I fan si sono preoccupati quando a gennaio 2025 non hanno trovato la rivista in edicola, scatenando voci sulla sua possibile chiusura. In effetti, Cioè sta per affrontare una grande trasformazione. Il numero di dicembre 2024 è stato l’ultimo in formato pocket, ma non è la fine. A confermare che la rivista non chiuderà i battenti è stato il direttore Marco Iafrate, che ha annunciato una nuova cadenza bimestrale con un formato più grande, simile a quello della versione CioèMax.

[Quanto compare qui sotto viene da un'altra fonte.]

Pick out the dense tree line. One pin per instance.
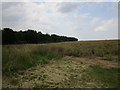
(31, 36)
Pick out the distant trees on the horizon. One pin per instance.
(31, 36)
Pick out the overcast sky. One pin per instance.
(83, 20)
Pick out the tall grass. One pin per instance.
(20, 57)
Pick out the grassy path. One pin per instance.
(70, 72)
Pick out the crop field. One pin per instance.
(78, 64)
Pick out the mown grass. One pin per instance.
(21, 57)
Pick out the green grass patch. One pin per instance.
(107, 77)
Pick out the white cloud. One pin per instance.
(56, 18)
(111, 24)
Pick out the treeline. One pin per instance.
(31, 36)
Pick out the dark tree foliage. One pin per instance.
(31, 36)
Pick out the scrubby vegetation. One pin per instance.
(17, 58)
(31, 36)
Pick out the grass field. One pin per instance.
(83, 64)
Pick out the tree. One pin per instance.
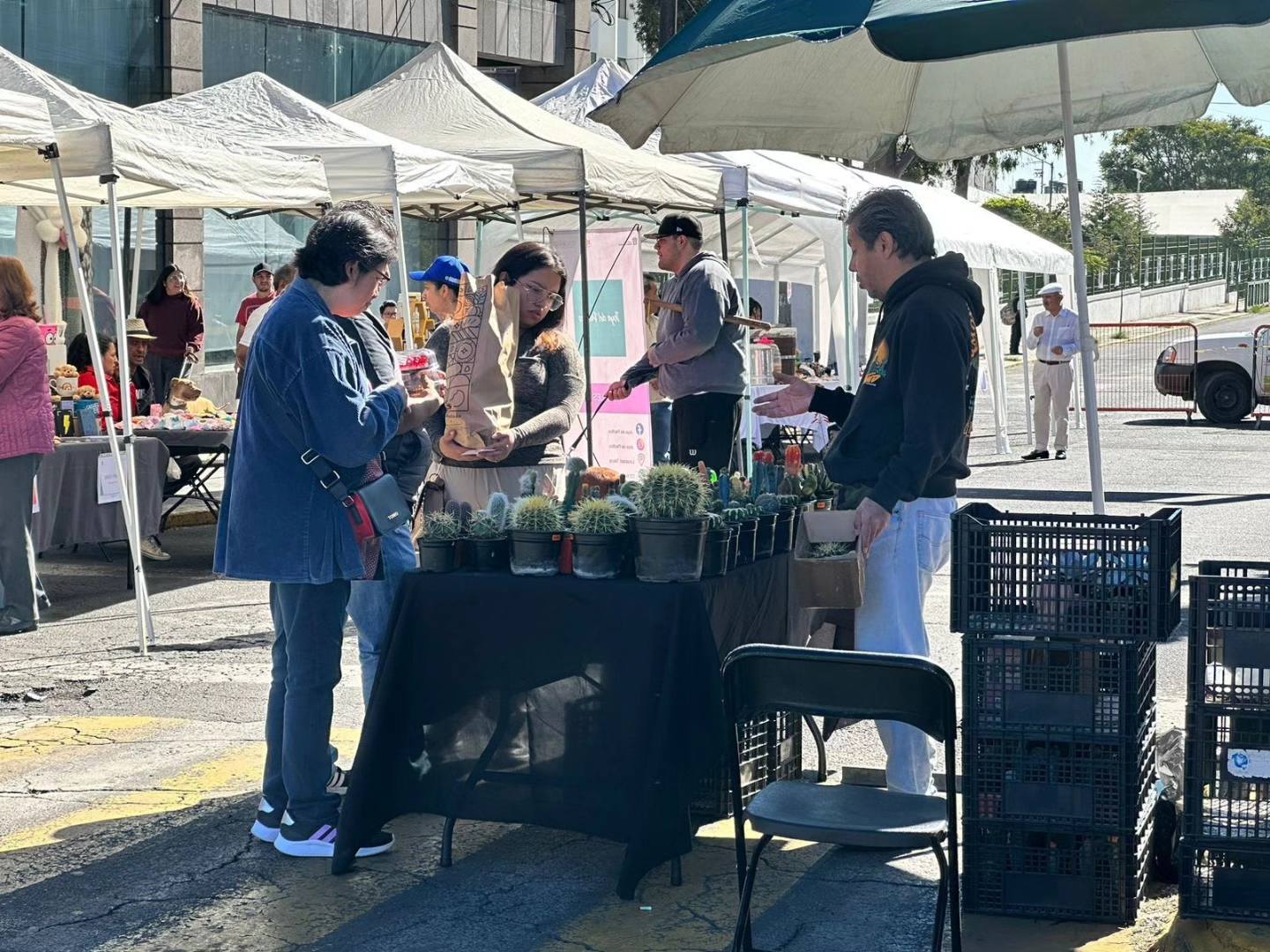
(1192, 155)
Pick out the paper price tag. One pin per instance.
(108, 489)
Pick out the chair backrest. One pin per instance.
(852, 684)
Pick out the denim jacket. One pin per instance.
(277, 524)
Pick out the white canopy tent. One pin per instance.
(360, 161)
(791, 208)
(111, 150)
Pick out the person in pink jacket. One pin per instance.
(26, 437)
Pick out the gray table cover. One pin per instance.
(69, 512)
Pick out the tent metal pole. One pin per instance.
(586, 320)
(136, 262)
(145, 623)
(1022, 329)
(747, 410)
(54, 156)
(1082, 303)
(403, 268)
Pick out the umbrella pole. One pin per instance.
(586, 316)
(1079, 279)
(403, 290)
(747, 413)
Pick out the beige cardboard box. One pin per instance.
(827, 583)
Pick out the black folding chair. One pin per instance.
(846, 684)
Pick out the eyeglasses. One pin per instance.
(536, 292)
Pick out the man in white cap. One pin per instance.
(1056, 337)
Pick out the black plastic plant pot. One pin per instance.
(718, 553)
(765, 539)
(487, 555)
(534, 553)
(437, 555)
(785, 525)
(598, 556)
(669, 550)
(748, 545)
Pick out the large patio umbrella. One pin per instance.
(958, 78)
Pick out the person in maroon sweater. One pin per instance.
(176, 319)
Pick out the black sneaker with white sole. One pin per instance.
(267, 822)
(318, 839)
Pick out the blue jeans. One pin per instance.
(370, 605)
(309, 631)
(898, 574)
(661, 433)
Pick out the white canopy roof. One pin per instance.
(360, 161)
(439, 100)
(161, 164)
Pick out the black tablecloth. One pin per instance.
(69, 512)
(612, 692)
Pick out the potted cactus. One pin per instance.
(537, 528)
(438, 542)
(671, 525)
(768, 507)
(598, 539)
(487, 546)
(718, 547)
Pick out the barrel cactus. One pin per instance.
(598, 517)
(672, 492)
(441, 527)
(537, 514)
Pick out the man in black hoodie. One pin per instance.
(905, 435)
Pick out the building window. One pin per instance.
(106, 48)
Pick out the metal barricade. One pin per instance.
(1147, 367)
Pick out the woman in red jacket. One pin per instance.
(176, 319)
(81, 358)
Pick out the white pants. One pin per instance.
(898, 574)
(1053, 389)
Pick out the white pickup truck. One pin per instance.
(1229, 378)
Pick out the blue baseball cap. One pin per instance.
(446, 270)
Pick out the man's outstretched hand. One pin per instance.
(796, 398)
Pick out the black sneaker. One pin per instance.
(267, 822)
(318, 839)
(338, 782)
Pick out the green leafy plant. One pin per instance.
(441, 527)
(537, 514)
(831, 550)
(598, 517)
(672, 492)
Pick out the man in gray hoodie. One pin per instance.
(698, 360)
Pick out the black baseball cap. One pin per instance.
(684, 225)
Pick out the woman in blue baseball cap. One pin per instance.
(441, 286)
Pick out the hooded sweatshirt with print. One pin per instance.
(906, 432)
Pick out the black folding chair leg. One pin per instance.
(941, 903)
(741, 937)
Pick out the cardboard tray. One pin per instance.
(827, 583)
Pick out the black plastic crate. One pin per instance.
(1044, 874)
(1229, 640)
(1227, 775)
(1102, 688)
(1058, 779)
(771, 749)
(1224, 881)
(1076, 576)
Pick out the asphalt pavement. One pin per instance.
(127, 784)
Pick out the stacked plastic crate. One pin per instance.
(1061, 616)
(1226, 809)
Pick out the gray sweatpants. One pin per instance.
(17, 555)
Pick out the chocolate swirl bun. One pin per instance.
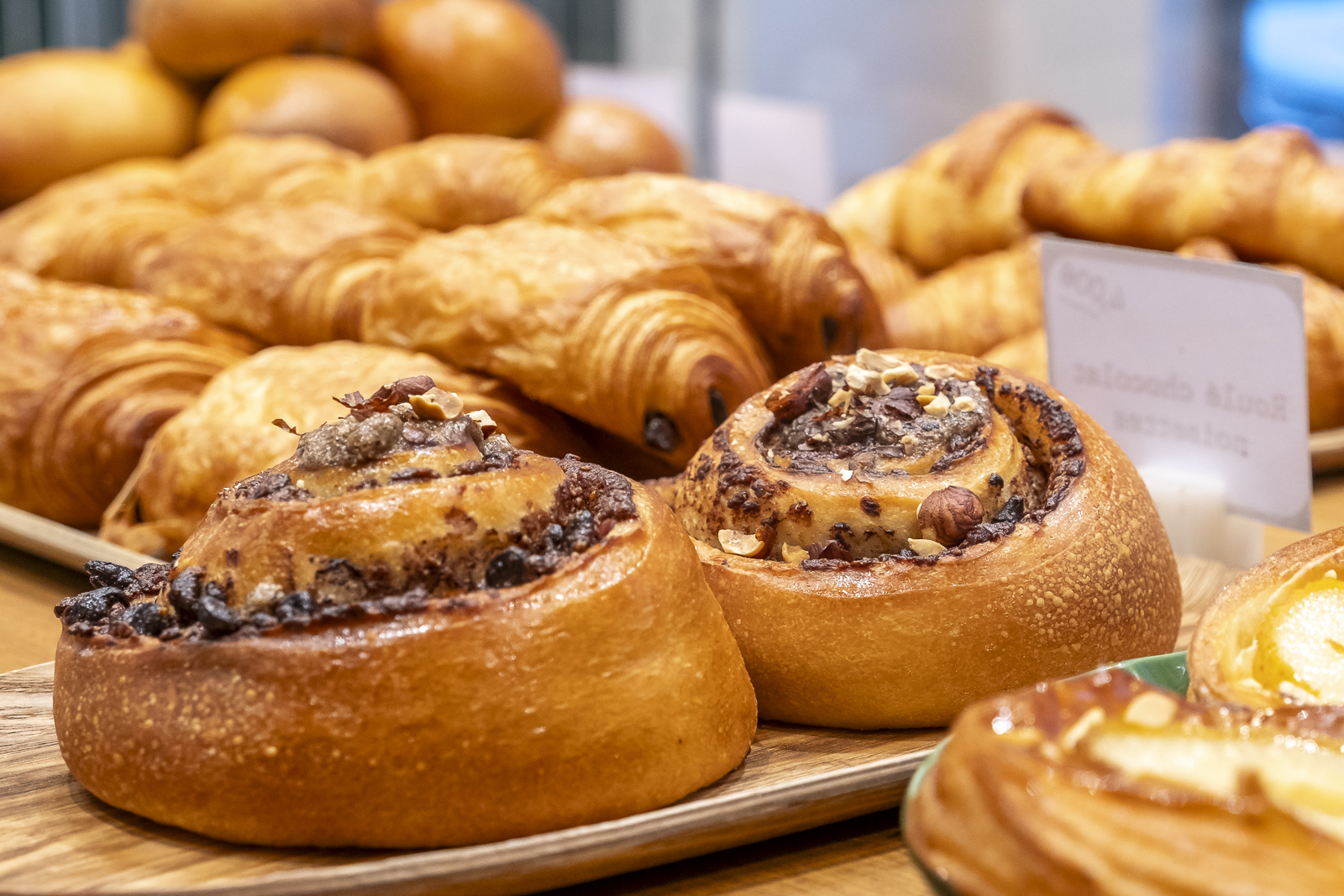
(893, 535)
(407, 634)
(1109, 786)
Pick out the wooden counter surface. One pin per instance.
(850, 859)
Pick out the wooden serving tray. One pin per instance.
(58, 839)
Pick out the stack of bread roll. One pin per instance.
(360, 74)
(945, 239)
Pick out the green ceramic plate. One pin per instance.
(1167, 671)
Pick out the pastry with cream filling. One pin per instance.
(1112, 786)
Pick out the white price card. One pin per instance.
(1191, 364)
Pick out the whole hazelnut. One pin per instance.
(951, 513)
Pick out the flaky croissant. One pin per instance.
(788, 271)
(228, 432)
(597, 327)
(1112, 786)
(963, 194)
(46, 234)
(894, 535)
(891, 278)
(407, 634)
(1270, 195)
(972, 305)
(239, 168)
(282, 273)
(440, 183)
(92, 372)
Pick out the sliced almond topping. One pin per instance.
(964, 403)
(436, 405)
(875, 360)
(940, 371)
(1149, 710)
(864, 382)
(900, 375)
(741, 543)
(1090, 719)
(925, 547)
(484, 421)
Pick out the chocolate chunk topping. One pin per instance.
(507, 569)
(214, 613)
(660, 432)
(102, 574)
(147, 618)
(385, 398)
(93, 606)
(812, 387)
(1012, 511)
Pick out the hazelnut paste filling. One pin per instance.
(407, 436)
(870, 419)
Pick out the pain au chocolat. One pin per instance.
(1110, 786)
(407, 634)
(894, 535)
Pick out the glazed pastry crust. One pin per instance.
(606, 688)
(961, 195)
(596, 327)
(909, 642)
(790, 275)
(1223, 647)
(226, 434)
(1012, 808)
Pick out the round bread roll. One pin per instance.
(343, 101)
(71, 110)
(208, 38)
(1110, 786)
(604, 137)
(1274, 637)
(409, 634)
(895, 535)
(472, 66)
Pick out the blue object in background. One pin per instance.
(1294, 65)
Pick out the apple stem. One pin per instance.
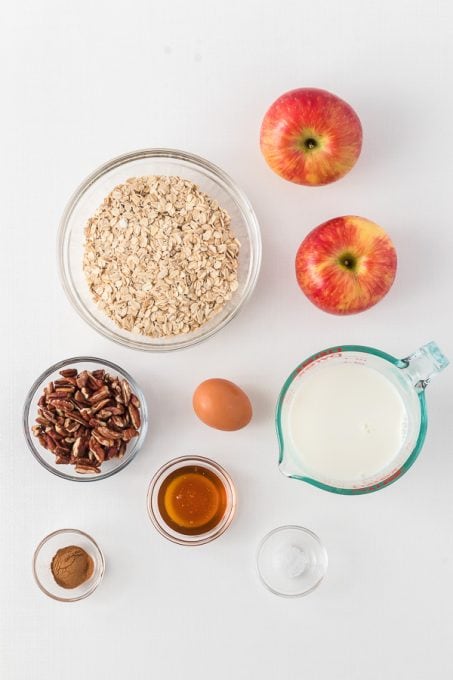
(348, 261)
(310, 143)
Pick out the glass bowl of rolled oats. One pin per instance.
(159, 249)
(85, 419)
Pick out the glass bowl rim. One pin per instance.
(97, 549)
(204, 165)
(57, 366)
(283, 527)
(202, 539)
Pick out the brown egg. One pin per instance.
(222, 404)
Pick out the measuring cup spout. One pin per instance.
(424, 364)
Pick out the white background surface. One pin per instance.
(84, 81)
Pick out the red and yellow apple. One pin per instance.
(310, 136)
(346, 265)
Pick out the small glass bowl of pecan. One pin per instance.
(85, 419)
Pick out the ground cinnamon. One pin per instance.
(71, 566)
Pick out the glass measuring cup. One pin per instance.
(408, 376)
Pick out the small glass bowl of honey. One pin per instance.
(191, 500)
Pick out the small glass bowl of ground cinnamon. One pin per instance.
(68, 565)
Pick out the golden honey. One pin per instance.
(192, 500)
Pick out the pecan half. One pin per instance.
(87, 418)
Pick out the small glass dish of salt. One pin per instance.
(291, 561)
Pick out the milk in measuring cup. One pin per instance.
(347, 422)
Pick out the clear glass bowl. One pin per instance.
(90, 195)
(43, 557)
(153, 506)
(47, 458)
(291, 561)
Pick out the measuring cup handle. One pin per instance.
(424, 364)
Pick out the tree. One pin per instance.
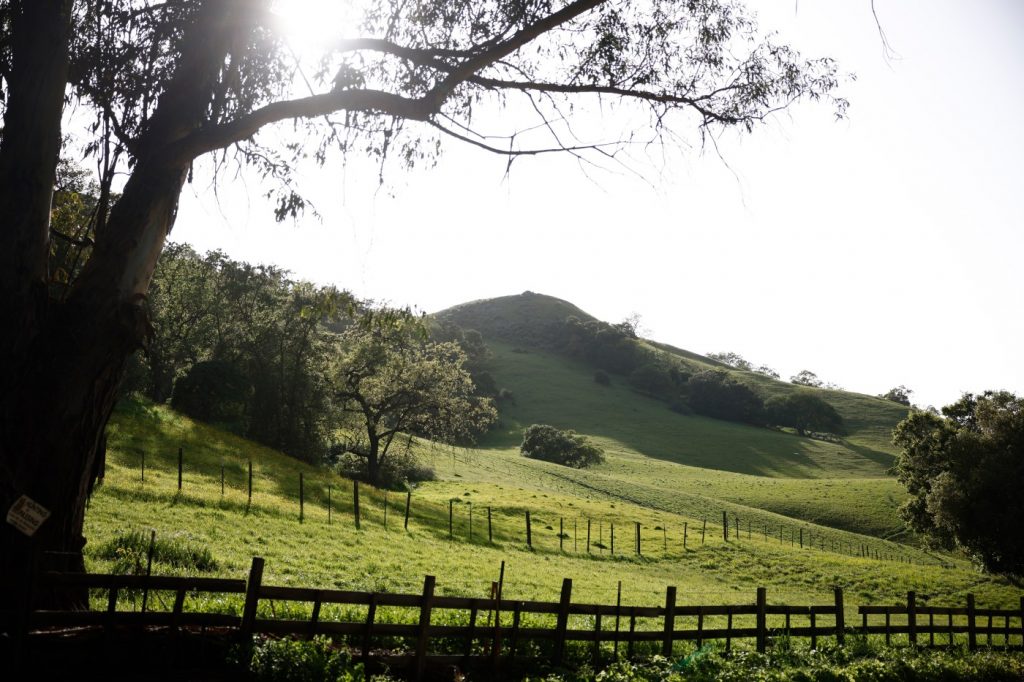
(715, 393)
(805, 412)
(807, 378)
(393, 380)
(899, 394)
(169, 83)
(965, 472)
(541, 441)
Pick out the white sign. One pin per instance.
(27, 515)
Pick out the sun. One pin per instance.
(311, 26)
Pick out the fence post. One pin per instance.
(252, 596)
(421, 637)
(762, 619)
(563, 620)
(355, 502)
(840, 617)
(670, 621)
(972, 632)
(911, 616)
(409, 501)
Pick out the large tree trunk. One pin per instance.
(62, 361)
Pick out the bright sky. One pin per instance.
(876, 251)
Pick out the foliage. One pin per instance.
(806, 378)
(392, 380)
(129, 552)
(965, 472)
(715, 393)
(212, 391)
(899, 394)
(805, 412)
(652, 379)
(732, 359)
(541, 441)
(301, 661)
(243, 343)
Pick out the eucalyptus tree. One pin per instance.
(169, 82)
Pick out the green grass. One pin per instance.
(336, 555)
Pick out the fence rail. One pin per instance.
(496, 629)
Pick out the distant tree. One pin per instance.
(732, 359)
(899, 394)
(213, 391)
(541, 441)
(965, 473)
(805, 412)
(715, 393)
(391, 379)
(807, 378)
(653, 379)
(767, 371)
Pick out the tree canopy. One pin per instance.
(965, 472)
(541, 441)
(164, 84)
(392, 380)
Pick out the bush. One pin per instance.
(213, 391)
(397, 469)
(651, 379)
(541, 441)
(129, 552)
(714, 393)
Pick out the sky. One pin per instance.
(879, 250)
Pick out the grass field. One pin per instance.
(315, 553)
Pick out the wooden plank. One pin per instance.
(252, 595)
(422, 637)
(562, 622)
(670, 613)
(169, 583)
(762, 621)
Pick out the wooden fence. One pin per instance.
(495, 632)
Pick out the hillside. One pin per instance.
(329, 551)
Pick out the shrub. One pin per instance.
(129, 553)
(714, 393)
(541, 441)
(212, 391)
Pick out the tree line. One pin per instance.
(306, 369)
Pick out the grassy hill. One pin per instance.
(664, 470)
(317, 553)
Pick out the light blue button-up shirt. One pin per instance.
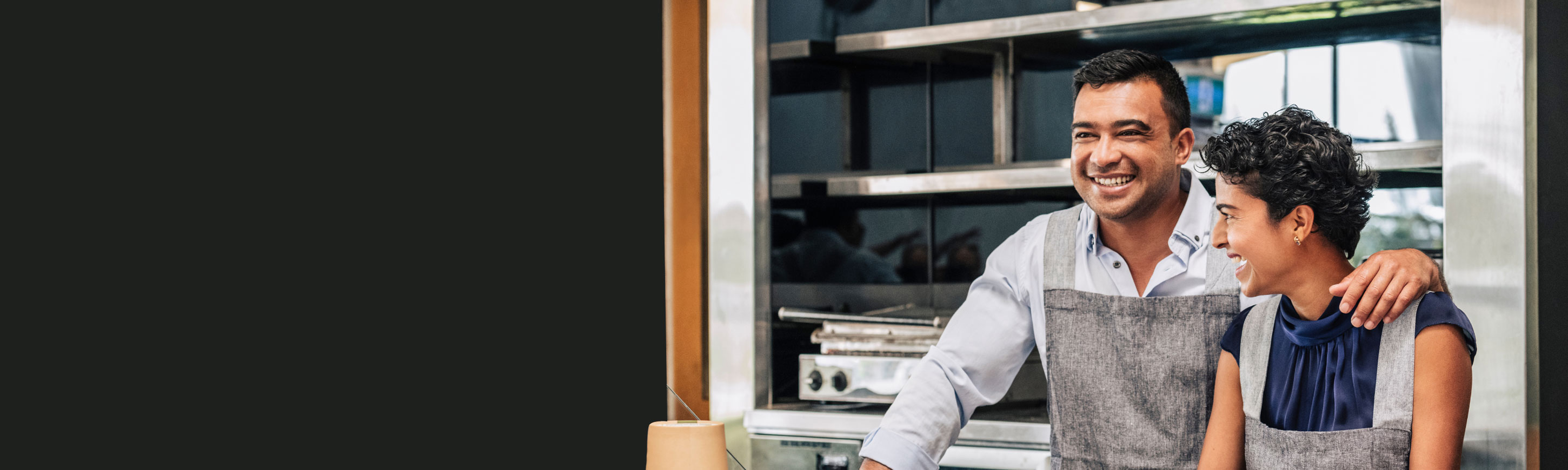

L’evoluzione di Cioè non è una novità: nel corso degli anni ha sempre saputo adattarsi ai cambiamenti culturali e sociali. Anche l’avanzata dei social media non è riuscita a cancellare il suo fascino, anche se ha ridotto una parte del suo pubblico. La rivista, però, rimane un pilastro della cultura pop giovanile.
Ora, grazie a un cambiamento editoriale, Cioè continuerà a vivere in edicola, con un nuovo approccio che punta a rendere il magazine più visibile e a stimolare l’interesse delle nuove generazioni. Presto arriverà un numero speciale dedicato al Festival di Sanremo, confermando il suo spirito fresco, accattivante e pop.
I fan possono quindi stare tranquilli: la storia di Cioè non è finita, ma è pronta a scrivere un nuovo capitolo.